Bicycle as a Prescribed Anxiety Cure

I want to ride my bicycle, I want to ride my bike! — Queen 

I’m a thinker, in ways that often confuse those around me as I’m hard pressed to explain my full thought process. I once had a friend tell me we couldn’t hang out any more because he had started to think like me. I didn’t see the problem but apparently not everyone likes the random stream of connections I make constantly. lSed5VXIQnOw7PMfB9ht_IMG_1642

I commute to work daily on my bike. This makes my entire day awesome. I have in the past suffered from anxiety to the point that I make myself sick. This goes way back to when my parents would fight and I’d end up with a stomach ache. Many hundreds of hours of therapy, following The Artist’s Way once, and a slew of coping mechanisms, and I am worry free because I’ve worked hard to identify and manage triggers of my anxiety. I need to exercise. I used to call it my cheap form of psychotherapy. I can’t remember to take an anti-depressant or other pill on a regular basis. But I can always remember to ride my bike, walk the dog, go swimming, hiking or any other endorphin producing activity. I’ve found that my mental and physical state depends on me being active. I often experience a seasonal hibernation lull that is tough to crawl out of but I do, I compete, I race, I perform, mostly for the fun, the adventure, the experience but also for the mental benefits. 

There are easy signals that I see when I start feeling anxious: difficulty falling and staying asleep, lack of motivation to exercise, poor eating habits, irritability, and racing heart. I’m feeling this way now. The cause is easy to pinpoint but the cure is more difficult.
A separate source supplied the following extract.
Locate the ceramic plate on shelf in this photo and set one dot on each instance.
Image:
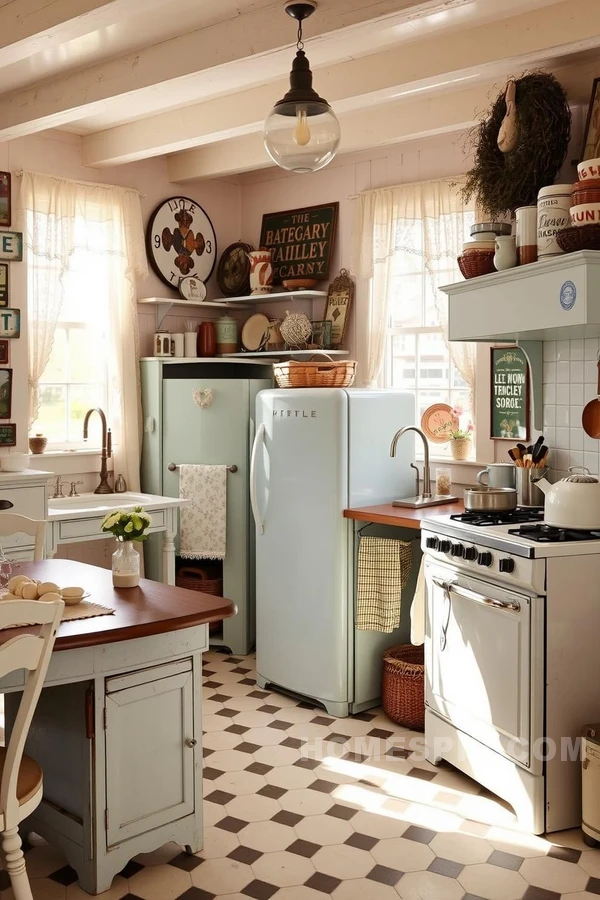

Caring for an aging parent is the cause, the cure is to be better about setting boundaries, maintaining my usual routine to include exercise and balance, and give myself a bit of a break that I’m doing a lot even though there is a whole lot more to do.

I’m a list maker. I often recount all the things I’ve done to both mentally track achievements and keep an account of all the things I’ve done so I know I’m moving toward a goal. In the not so distant past, I would make a list of goals in January and then break them down to achieve them. Buy a house, resolve the outstanding debt, reduce clutter in the house, find my other half, do good work. Just a few of my past goals.

I right this moment have an urge to list out all the things I did yesterday but I’m resisting because, really, who cares? Okay, here it is: Wrote a new blog entry, weeded and mulched the yard, did laundry, cooked a roasted chicken, made dog food, enjoy breakfast with my husband, call my mom.

What I didn’t do, which was on my list, was go swimming at the pool. It keeps slipping down the list of priorities…much to my own detriment. I’ve been remiss in practicing what I preach so maybe it’s time I adjust myself before I slide much further into a hole.